Yes, it’s homework. If you’d rather not help, I understand completely.

To put my request for help in context, I have to find, identify and preserve 50 invertebrate specimens. One has me stumped. I can easily find a different invertebrate, and will if I can’t indentify this one within the next two days, but it’s bugging me that I can’t figure it out, and I’d like to include it in my collection if possible. I’ve tried several different keys and turned up dry.

It has a worm-like, segmented body of just over an inch. Three pairs of legs protrude from segments behind the head. The rest of the segments have no legs. Two small antennae protrude from the head. It is a brown colour. The body terminates with an oddly shaped segment, possibly cerci, and looking vaguely like Batman’s head.

It looks like a centipede, but with only six legs and a different anterior. I’m stumped, anyone have a clue ? (I’m interested in phylum and order, not necessarily species name)

Thanks for any help.

Sounds like an earwig.

Caddis fly larva?

Without a photo, there’s just no way to id the thing.

A Dipluran?
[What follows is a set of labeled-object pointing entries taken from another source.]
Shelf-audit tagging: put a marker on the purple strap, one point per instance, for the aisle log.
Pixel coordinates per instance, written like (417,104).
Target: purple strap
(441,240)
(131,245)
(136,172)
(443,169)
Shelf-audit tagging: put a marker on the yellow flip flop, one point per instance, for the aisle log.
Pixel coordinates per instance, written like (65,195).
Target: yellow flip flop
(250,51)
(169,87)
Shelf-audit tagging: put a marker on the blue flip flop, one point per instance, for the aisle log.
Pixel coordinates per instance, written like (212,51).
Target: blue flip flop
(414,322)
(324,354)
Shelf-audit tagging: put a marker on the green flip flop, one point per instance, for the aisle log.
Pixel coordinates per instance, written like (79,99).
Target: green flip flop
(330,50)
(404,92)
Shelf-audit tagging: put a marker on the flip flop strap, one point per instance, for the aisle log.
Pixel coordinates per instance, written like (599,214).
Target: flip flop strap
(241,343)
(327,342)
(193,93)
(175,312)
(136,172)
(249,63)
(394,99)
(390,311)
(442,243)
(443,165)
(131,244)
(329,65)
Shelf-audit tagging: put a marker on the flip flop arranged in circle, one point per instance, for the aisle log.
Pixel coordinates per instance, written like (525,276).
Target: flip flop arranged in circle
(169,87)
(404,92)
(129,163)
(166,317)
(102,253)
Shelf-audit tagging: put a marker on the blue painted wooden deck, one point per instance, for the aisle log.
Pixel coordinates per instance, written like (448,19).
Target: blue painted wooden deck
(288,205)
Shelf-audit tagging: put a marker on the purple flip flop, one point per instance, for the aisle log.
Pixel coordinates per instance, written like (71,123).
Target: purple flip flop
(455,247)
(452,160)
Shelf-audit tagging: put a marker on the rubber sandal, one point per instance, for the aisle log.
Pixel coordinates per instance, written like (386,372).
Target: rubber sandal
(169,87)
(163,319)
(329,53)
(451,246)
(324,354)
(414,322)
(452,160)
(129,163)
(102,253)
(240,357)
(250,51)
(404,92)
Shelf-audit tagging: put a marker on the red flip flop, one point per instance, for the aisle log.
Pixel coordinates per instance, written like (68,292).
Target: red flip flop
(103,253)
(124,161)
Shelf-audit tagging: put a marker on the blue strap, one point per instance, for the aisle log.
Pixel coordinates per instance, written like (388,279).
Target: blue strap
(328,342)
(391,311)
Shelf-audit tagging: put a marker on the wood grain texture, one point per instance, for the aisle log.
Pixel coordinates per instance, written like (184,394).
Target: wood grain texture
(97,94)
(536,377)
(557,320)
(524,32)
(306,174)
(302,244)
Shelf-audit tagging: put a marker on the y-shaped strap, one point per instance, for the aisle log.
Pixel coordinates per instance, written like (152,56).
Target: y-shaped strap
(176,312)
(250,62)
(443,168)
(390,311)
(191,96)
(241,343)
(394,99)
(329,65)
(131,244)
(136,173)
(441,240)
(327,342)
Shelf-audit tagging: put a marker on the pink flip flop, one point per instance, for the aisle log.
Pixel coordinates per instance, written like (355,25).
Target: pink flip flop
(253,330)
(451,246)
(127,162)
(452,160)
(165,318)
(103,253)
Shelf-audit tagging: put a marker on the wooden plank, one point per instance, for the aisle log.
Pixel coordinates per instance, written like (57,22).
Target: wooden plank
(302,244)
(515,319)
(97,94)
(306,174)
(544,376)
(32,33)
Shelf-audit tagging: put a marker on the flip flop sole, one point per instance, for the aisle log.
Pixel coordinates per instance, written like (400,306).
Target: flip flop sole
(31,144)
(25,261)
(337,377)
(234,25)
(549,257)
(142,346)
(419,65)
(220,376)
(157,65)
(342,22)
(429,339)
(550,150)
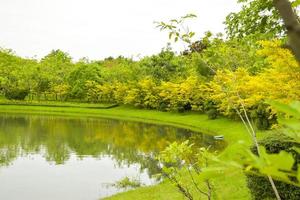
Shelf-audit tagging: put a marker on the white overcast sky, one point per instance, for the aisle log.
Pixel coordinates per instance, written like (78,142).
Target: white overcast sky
(100,28)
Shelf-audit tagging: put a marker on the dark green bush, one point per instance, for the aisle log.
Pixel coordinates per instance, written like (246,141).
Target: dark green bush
(260,186)
(16,94)
(263,117)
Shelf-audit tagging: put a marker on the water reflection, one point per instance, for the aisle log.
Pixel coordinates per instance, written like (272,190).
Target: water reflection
(61,141)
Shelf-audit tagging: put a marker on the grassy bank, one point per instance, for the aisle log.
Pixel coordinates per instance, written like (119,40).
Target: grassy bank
(232,130)
(233,187)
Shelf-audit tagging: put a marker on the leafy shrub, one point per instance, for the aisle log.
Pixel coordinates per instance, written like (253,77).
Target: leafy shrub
(263,117)
(260,187)
(16,94)
(212,113)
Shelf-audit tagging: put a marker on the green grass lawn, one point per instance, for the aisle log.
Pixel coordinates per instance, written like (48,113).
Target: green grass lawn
(232,187)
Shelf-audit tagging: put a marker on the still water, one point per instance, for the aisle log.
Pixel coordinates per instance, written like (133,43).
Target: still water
(51,157)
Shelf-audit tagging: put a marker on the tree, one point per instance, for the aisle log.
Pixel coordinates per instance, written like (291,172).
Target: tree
(255,17)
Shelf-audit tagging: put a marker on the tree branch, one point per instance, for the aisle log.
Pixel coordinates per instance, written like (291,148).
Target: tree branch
(291,23)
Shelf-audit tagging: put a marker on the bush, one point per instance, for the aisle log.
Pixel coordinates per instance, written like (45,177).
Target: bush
(212,113)
(263,117)
(16,94)
(260,186)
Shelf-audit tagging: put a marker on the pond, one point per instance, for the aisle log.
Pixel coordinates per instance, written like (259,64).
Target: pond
(52,157)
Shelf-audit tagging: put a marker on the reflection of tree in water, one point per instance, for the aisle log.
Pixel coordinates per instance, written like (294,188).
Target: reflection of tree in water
(126,142)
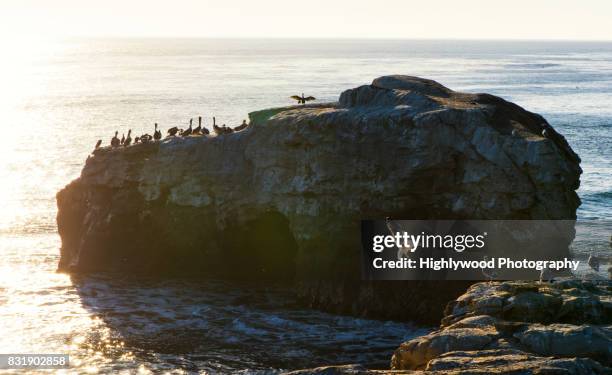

A Thysanuran? A Dermapteran?

It’s not an earwig, (no wings) or a Caddis Fly larvae, but thanks for the thought, Sock Munkey andIce Wolf.

While I know it’s damn hard to ID it without a photo, I’m hoping it is an adult form and someone recognises it. I lifted him from a paperbark tree branch, so he isn’t aquatic.

Thanks for trying to help, Desmostylus, it’s much appreciated. :slight_smile:

It actually does look like a Dipluran, but without antennae and the cerci aren’t as pincer-like, more like blunt protrusions.

Hmmmm, where’s a psychic entomolgist when you need one ? :slight_smile:

It sounds like an insect larva.

Nick down to the Australian Museum (near Hyde Park). They’ll identify odd beasties! Just make sure your lecturor/tutor isn’t the one on duty though.

There’s always the (possibly fairly slight) chance that it’s something that’s never been described before. There are reputedly millions of unnamed insects out there – you have as much chance of finding one as anyone.

Ah, I didn’t realize you were in Australia. Another possibility is that it might be an onychophoran (“velvet worm”). Do they have those down there? Does it look anything like this:

http://www.ucmp.berkeley.edu/onychoph/onychophora.html

It sounds to me like some sort of insect larva (six legs and wormlike, besides the fact that insects are so abundant that any random invertebrate is likely to be an insect), but IANAE. Can you offer any more detail? Does it seem to have any sort of exoskeleton, or is it purely “squishy”? Are the six legs (and any other proturbances) jointed? What’s its face look like… How many eyes, and what sort? What’s the mouth like?

Mind, I have no idea what the answers to any of these questions would imply, but they seem like they might be good ones to ask.

And if all else fails, include it in your collection (with another, identified specimen, just in case) and say that it’s a specimen of Goous slimeyus :D.